Avevo lavato la grande pentola da venti litri praticamente tutti i giorni, ma era il destino dei novizi, e quello era il mio ultimo giorno da novizio, così non protestai. In virtù della stessa tradizione che m’imponeva obbedienza, l’anno successivo sarebbe stato di corvée qualcun altro; trascinando al fiume la pesante pentola sporca di sugo al tonno, quel pensiero riusciva a darmi gioia. Comunque la si mettesse, la mia schiavitù era quasi finita.

Giunto sulla riva, mi accomodai al solito posto ed estrassi l’ultima paglietta metallica della nostra dotazione. Per l’indomani era previsto pranzo al sacco, e la sera saremmo stati a casa. Mi prese una sorta di brivido nel pensare che la pentola sarebbe stata riposta per mesi nella cassa di squadriglia esattamente nello stato in cui l’avrei riconsegnata di lì a poco: contando la cattività che l’attendeva, meglio fare un buon lavoro.

Non so, cari signori, se abbiate mai lavato una pentola nel corso d’un torrente, ma è facile immaginare come la gelida temperatura dell’acqua non favorisca le operazioni, e finisca anzi per intorpidirvi le dita sino a renderle insensibili.

Allora, non c’è più senso di responsabilità che tenga: serve tenere le mani in acqua solo lo stretto indispensabile, e di tanto in tanto scuotere vigorosamente le dita, battere i palmi o compiere qualsiasi movimento che le riporti in vita.

Nel corso di simili operazioni può anche accadere, e purtroppo quella volta accadde, che la pentola decida di abbandonare le immediate vicinanze della riva, ché un frullo della corrente la fa girare e, prima che possiate trattenerla, ve la rapisce da sotto gli occhi, trascinandola al centro del corso d’acqua. Se mai vi accadesse di trovarvi in una situazione del genere, non illudetevi: il maledetto arnese, dopo avere esitato qualche istante fra gli spruzzi mentre voi vi levate le scarpe, partirà di slancio verso valle non appena avrete messo piede in acqua.

La vidi filare via, beffarda e come viva, a una velocità di parecchi metri al secondo, e l’acqua non era fredda come il presentimento della punizione in arrivo: altroché a dormire fuori, mi avrebbero messo. Come minimo, mi sarebbe toccato ricomprarla rinunciando a parecchi gelati. E, peggio, subire chissà quante prese in giro. Ero spacciato, e chiunque si fosse affacciato sulla riva in quel momento non avrebbe capito il dramma che poteva tenere un dodicenne in acqua sino a metà coscia, gli occhi spalancati di paura, pregando una pentola perché si fermasse.

Non so come, ma essa dovette udirmi: dopo aver percorso il primo tratto con la velocità d’una freccia, parve esitare brevemente, quindi un capriccio della corrente la spinse verso un’ansa della riva opposta, e laggiù la pentola sembrò trovare approdo e pace.

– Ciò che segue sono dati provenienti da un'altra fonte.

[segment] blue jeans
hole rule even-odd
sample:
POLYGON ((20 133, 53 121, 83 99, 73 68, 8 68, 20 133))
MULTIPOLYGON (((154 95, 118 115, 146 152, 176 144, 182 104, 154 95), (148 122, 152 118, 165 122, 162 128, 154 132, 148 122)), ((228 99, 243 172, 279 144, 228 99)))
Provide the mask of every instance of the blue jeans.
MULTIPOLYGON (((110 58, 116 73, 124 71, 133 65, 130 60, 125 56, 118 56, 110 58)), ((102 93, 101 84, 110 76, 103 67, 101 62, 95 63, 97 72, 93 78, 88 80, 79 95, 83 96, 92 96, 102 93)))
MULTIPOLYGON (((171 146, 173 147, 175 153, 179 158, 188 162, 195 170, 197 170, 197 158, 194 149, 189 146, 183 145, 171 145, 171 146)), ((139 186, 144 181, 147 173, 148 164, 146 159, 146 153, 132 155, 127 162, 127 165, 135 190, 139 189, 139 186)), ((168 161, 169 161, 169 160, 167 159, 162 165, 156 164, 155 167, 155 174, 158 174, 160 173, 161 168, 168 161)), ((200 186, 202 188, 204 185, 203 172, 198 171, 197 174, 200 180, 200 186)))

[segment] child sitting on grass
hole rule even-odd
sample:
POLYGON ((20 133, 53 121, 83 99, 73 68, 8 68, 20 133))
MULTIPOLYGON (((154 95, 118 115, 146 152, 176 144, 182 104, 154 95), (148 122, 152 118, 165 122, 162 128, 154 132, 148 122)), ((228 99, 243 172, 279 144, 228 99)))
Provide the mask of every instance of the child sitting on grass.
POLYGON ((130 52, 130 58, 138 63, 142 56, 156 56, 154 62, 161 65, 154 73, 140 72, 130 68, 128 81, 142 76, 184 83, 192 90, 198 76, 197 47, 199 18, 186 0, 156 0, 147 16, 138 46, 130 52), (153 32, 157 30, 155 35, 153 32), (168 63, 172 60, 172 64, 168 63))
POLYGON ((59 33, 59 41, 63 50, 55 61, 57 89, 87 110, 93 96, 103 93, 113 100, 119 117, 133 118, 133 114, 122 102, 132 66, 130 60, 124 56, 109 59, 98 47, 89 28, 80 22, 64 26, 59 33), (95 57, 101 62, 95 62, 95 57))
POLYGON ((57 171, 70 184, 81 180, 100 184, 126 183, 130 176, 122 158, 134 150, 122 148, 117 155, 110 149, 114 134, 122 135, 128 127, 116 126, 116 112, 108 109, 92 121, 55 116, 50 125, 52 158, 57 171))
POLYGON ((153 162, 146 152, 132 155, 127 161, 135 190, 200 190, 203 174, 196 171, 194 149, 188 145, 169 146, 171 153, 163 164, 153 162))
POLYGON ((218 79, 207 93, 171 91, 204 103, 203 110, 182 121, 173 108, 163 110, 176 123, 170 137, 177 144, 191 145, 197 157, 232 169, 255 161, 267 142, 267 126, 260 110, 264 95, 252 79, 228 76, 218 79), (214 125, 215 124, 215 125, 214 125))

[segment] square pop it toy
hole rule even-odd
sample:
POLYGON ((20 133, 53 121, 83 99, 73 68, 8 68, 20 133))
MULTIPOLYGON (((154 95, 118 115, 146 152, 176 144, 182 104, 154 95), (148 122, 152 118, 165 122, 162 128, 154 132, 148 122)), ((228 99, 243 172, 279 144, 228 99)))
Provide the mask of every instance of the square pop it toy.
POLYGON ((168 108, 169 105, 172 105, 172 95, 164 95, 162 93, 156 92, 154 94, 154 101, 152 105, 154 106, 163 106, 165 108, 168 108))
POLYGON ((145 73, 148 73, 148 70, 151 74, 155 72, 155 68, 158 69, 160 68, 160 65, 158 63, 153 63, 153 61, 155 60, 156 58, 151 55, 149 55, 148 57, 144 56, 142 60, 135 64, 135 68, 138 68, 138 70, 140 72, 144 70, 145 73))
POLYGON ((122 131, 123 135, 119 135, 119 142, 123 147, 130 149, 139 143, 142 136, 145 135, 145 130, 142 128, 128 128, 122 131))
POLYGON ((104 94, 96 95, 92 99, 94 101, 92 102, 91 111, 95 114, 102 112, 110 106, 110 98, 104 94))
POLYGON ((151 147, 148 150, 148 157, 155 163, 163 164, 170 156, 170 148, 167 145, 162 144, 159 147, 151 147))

All’improvviso, recuperarla parve più semplice che mai: immerso nell’acqua gelata sino alla cintola, camminavo a piedi nudi sul fondo sassoso, felice come un giovane fachiro che sta passando il suo esame di abilitazione. La pentola era ormai vicina, sembrava anzi protendere i manici verso di me, come un bambino smarrito spalancherebbe le braccia per stringere il padre rispuntato all’improvviso.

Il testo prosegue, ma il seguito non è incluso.